In einzelnen Szenen wird diese Qualität besonders sichtbar. Wenn Jo und Laurie in einem intensiven Gespräch stehen, lässt Gerwig den Raum atmen und die Emotionen wirken, statt sie aufzudrängen. Die Kamera nähert sich den Protagonistinnen bei intimen Momenten mit Ruhe, was dem Publikum erlaubt, still in die Situation einzutreten. Die Inszenierung hält einen spürbaren Takt zwischen Ruhe und Dynamik, der den Figuren Raum zur Entwicklung gibt.
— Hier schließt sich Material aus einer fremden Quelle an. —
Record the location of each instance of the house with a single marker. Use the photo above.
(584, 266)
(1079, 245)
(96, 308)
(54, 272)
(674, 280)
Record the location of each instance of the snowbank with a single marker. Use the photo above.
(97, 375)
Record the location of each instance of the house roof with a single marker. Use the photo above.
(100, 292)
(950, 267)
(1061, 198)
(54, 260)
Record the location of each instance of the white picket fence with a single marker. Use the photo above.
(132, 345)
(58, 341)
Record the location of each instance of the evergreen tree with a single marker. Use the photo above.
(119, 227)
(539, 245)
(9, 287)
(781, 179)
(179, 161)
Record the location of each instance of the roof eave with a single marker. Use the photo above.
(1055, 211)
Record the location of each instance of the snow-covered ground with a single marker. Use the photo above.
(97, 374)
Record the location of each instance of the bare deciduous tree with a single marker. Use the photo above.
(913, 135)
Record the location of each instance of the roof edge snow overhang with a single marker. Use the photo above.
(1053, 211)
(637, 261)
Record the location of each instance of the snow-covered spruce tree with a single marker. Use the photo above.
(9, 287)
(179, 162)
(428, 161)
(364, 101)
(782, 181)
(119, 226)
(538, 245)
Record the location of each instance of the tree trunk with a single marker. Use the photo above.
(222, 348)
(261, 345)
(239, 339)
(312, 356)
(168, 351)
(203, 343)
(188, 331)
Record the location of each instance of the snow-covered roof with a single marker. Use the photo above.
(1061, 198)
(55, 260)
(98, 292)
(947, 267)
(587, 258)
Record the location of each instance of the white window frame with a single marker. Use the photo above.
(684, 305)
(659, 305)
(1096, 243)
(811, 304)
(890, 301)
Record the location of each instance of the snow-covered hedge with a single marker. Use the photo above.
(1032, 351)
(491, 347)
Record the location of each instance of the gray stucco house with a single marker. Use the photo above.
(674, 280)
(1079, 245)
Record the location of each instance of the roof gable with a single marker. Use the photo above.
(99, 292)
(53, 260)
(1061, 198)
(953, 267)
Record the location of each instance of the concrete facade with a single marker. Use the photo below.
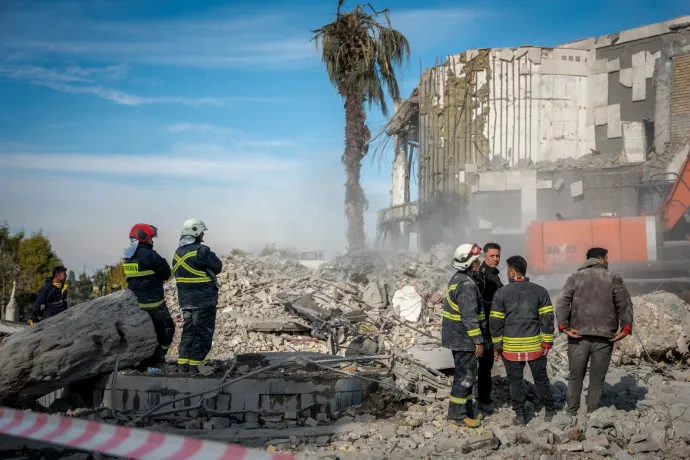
(623, 96)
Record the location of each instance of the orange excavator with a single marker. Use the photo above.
(651, 252)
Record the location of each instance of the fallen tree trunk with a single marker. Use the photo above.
(85, 341)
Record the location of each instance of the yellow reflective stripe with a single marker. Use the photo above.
(193, 280)
(451, 316)
(456, 400)
(534, 338)
(522, 348)
(546, 309)
(452, 304)
(147, 306)
(182, 259)
(137, 275)
(181, 262)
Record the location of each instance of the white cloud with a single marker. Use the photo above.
(199, 128)
(288, 204)
(197, 166)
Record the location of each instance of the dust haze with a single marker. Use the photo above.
(88, 220)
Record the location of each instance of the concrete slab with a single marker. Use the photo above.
(613, 128)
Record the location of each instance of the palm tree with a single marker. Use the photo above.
(360, 54)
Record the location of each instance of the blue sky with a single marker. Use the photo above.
(115, 112)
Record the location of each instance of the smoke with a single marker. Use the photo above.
(87, 216)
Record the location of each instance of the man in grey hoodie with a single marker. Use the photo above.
(594, 310)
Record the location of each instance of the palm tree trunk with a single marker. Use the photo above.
(356, 146)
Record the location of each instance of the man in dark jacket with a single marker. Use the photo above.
(462, 332)
(521, 322)
(146, 273)
(594, 310)
(52, 297)
(488, 281)
(195, 267)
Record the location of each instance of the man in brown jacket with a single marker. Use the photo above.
(594, 310)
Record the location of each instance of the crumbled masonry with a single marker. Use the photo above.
(271, 305)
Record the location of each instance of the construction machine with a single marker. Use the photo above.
(651, 252)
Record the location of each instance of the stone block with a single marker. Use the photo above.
(576, 189)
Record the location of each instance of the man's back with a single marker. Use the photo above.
(594, 301)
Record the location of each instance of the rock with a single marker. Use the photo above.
(659, 320)
(193, 424)
(84, 341)
(485, 441)
(572, 446)
(219, 423)
(644, 447)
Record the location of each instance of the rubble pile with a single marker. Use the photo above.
(267, 304)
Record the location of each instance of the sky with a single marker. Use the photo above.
(114, 112)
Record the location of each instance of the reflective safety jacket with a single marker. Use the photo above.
(146, 272)
(522, 320)
(195, 267)
(463, 314)
(50, 300)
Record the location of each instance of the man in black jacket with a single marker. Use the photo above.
(195, 268)
(146, 273)
(488, 281)
(52, 297)
(522, 326)
(463, 332)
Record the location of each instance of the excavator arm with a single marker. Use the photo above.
(678, 201)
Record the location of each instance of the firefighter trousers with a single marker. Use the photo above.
(464, 378)
(197, 335)
(164, 326)
(486, 363)
(515, 371)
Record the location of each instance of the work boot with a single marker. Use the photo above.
(487, 409)
(520, 419)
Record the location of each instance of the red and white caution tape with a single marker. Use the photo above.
(122, 441)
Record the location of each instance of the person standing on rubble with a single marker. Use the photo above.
(195, 267)
(462, 332)
(595, 311)
(146, 272)
(522, 327)
(488, 281)
(51, 299)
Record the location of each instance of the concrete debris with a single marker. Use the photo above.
(661, 329)
(354, 306)
(408, 304)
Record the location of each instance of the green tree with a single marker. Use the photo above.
(36, 261)
(9, 261)
(360, 54)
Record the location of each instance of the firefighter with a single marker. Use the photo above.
(522, 327)
(146, 272)
(488, 281)
(462, 332)
(52, 297)
(195, 268)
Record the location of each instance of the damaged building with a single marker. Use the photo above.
(503, 137)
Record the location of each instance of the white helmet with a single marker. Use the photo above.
(193, 227)
(465, 255)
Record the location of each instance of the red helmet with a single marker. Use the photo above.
(142, 232)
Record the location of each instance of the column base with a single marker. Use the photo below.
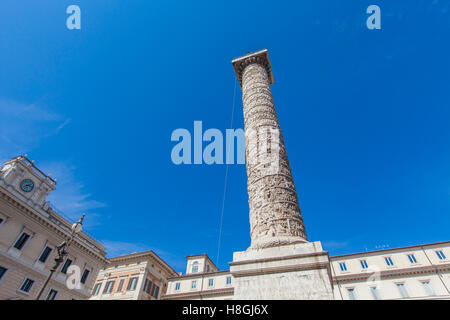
(298, 271)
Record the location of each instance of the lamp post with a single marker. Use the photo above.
(61, 249)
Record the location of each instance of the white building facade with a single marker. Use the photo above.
(30, 231)
(415, 272)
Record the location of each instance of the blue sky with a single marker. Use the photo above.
(365, 116)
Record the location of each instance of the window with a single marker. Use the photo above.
(441, 255)
(402, 289)
(52, 294)
(45, 254)
(428, 289)
(84, 276)
(155, 291)
(2, 272)
(375, 293)
(66, 266)
(132, 284)
(195, 267)
(26, 285)
(412, 258)
(147, 285)
(21, 241)
(389, 261)
(120, 286)
(108, 286)
(351, 294)
(96, 289)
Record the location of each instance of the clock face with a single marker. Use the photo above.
(27, 185)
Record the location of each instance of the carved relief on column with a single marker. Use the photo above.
(275, 216)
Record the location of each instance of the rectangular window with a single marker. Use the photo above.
(351, 294)
(84, 276)
(26, 285)
(364, 264)
(21, 241)
(96, 289)
(52, 294)
(155, 291)
(402, 289)
(66, 266)
(389, 261)
(120, 286)
(428, 289)
(132, 284)
(108, 287)
(441, 255)
(45, 254)
(2, 272)
(375, 293)
(412, 258)
(147, 285)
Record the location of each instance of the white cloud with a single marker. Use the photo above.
(70, 195)
(23, 126)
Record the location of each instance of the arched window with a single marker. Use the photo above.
(195, 267)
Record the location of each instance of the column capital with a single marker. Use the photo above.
(261, 57)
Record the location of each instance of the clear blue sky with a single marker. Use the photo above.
(365, 116)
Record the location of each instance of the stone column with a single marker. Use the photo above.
(280, 263)
(275, 217)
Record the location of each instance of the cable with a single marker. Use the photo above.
(226, 179)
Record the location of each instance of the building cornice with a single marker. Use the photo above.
(419, 246)
(199, 294)
(45, 222)
(203, 255)
(393, 273)
(295, 256)
(198, 275)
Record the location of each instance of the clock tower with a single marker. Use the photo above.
(21, 177)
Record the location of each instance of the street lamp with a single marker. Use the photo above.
(61, 249)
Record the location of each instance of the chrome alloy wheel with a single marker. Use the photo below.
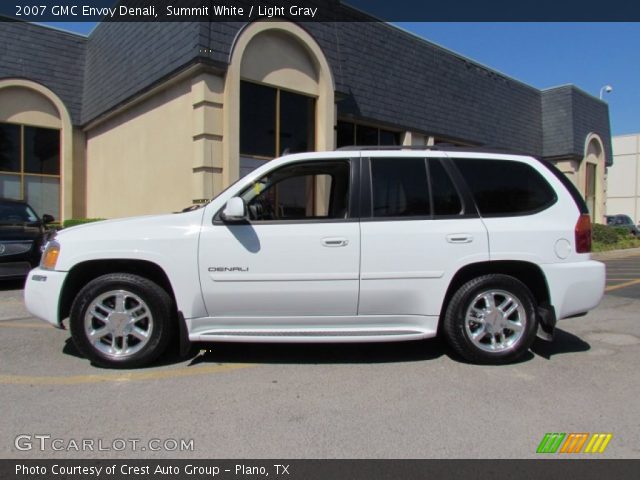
(495, 321)
(118, 323)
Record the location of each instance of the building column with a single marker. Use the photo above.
(207, 164)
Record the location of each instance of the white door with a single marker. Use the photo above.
(415, 238)
(298, 255)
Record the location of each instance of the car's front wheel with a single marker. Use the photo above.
(121, 320)
(491, 319)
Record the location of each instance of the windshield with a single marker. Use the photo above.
(17, 213)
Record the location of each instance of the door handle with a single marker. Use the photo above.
(335, 242)
(460, 238)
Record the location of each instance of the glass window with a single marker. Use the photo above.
(9, 147)
(30, 166)
(446, 200)
(257, 120)
(41, 151)
(503, 187)
(297, 122)
(316, 190)
(274, 121)
(10, 187)
(43, 194)
(349, 133)
(399, 187)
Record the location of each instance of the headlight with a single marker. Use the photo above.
(50, 255)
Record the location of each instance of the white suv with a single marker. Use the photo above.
(348, 246)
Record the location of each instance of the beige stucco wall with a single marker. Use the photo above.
(623, 178)
(140, 161)
(26, 106)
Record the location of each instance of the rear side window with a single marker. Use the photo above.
(399, 187)
(446, 200)
(504, 187)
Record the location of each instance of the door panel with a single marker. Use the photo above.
(408, 265)
(270, 270)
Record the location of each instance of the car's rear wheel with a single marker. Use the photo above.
(121, 320)
(491, 319)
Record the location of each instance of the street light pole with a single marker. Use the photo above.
(605, 89)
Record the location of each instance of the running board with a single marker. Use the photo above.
(310, 336)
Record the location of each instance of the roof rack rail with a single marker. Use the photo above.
(388, 147)
(446, 147)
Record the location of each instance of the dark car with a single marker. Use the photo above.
(22, 234)
(623, 221)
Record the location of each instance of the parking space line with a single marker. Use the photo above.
(622, 285)
(121, 377)
(14, 324)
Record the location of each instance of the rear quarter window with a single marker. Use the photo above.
(505, 187)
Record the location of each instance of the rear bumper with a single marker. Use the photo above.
(42, 294)
(575, 287)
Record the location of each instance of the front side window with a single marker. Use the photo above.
(399, 187)
(505, 187)
(304, 191)
(30, 166)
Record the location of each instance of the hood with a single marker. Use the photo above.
(131, 228)
(20, 231)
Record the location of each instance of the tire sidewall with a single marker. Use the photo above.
(149, 292)
(460, 302)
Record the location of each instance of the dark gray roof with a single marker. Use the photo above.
(124, 59)
(47, 56)
(382, 74)
(569, 115)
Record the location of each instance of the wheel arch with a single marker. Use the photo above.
(84, 272)
(528, 273)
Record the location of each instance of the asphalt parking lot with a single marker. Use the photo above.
(402, 400)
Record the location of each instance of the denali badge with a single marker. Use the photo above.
(228, 269)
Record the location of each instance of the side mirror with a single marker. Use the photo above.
(234, 211)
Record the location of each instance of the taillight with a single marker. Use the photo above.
(583, 234)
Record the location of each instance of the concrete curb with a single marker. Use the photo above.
(614, 254)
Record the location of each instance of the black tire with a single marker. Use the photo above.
(158, 320)
(458, 330)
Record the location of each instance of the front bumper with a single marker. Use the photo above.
(42, 294)
(575, 287)
(14, 270)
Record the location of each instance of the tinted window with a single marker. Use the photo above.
(503, 187)
(446, 200)
(399, 187)
(301, 192)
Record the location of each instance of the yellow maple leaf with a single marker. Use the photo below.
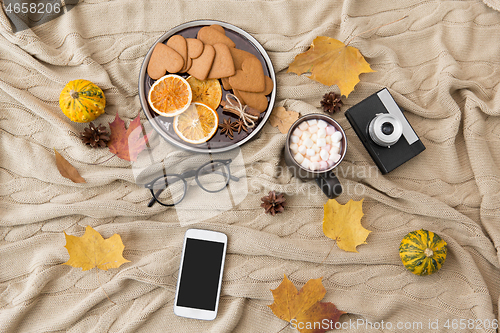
(331, 62)
(342, 223)
(283, 119)
(92, 250)
(304, 306)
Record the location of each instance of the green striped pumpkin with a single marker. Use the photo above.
(422, 252)
(82, 101)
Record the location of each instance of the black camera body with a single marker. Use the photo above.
(384, 131)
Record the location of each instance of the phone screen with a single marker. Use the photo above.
(199, 281)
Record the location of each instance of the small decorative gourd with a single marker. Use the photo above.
(422, 252)
(82, 101)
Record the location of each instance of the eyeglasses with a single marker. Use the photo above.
(170, 189)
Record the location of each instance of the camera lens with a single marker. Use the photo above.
(387, 128)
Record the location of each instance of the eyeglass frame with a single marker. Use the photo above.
(188, 174)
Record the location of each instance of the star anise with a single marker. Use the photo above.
(239, 125)
(273, 203)
(95, 136)
(331, 102)
(227, 128)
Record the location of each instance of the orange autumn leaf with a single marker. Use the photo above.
(331, 62)
(342, 223)
(67, 170)
(126, 143)
(302, 309)
(92, 250)
(283, 119)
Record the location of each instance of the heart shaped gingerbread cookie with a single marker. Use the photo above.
(164, 59)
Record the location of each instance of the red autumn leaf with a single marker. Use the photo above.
(126, 143)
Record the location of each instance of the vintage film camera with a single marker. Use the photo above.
(384, 130)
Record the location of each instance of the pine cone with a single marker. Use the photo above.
(331, 102)
(95, 136)
(273, 203)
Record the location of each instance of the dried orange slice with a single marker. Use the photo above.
(197, 124)
(208, 92)
(170, 95)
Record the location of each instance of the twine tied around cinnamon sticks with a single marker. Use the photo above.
(247, 114)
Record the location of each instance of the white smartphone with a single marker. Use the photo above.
(200, 274)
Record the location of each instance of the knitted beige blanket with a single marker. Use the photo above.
(442, 66)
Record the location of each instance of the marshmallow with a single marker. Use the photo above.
(314, 166)
(316, 145)
(335, 157)
(303, 126)
(322, 124)
(330, 130)
(336, 137)
(315, 158)
(324, 155)
(335, 150)
(299, 158)
(305, 163)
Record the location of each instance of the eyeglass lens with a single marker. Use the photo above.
(172, 190)
(213, 177)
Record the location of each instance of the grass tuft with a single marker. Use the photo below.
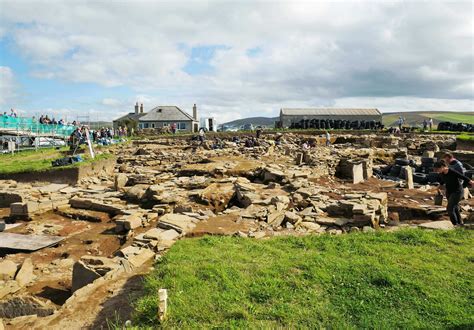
(405, 279)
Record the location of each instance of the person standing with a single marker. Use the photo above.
(400, 123)
(202, 135)
(454, 189)
(328, 139)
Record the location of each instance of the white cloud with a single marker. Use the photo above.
(111, 102)
(8, 86)
(396, 54)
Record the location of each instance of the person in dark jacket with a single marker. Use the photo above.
(454, 189)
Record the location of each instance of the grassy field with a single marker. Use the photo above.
(416, 118)
(406, 279)
(36, 161)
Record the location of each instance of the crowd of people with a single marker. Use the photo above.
(12, 114)
(45, 120)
Zugleich nimmt der Film historische Beschränkungen ernst, ohne sie in schwere Botschaften zu verwandeln. Dadurch entsteht ein Bild von Frauen, das sowohl in seiner Zeit verwurzelt ist als auch heute noch anschlussfähig bleibt. Für Zuschauer, die Wert auf Ensemblearbeit, gestalterische Raffinesse und emotionale Klarheit legen, funktioniert „Little Women“ sehr gut.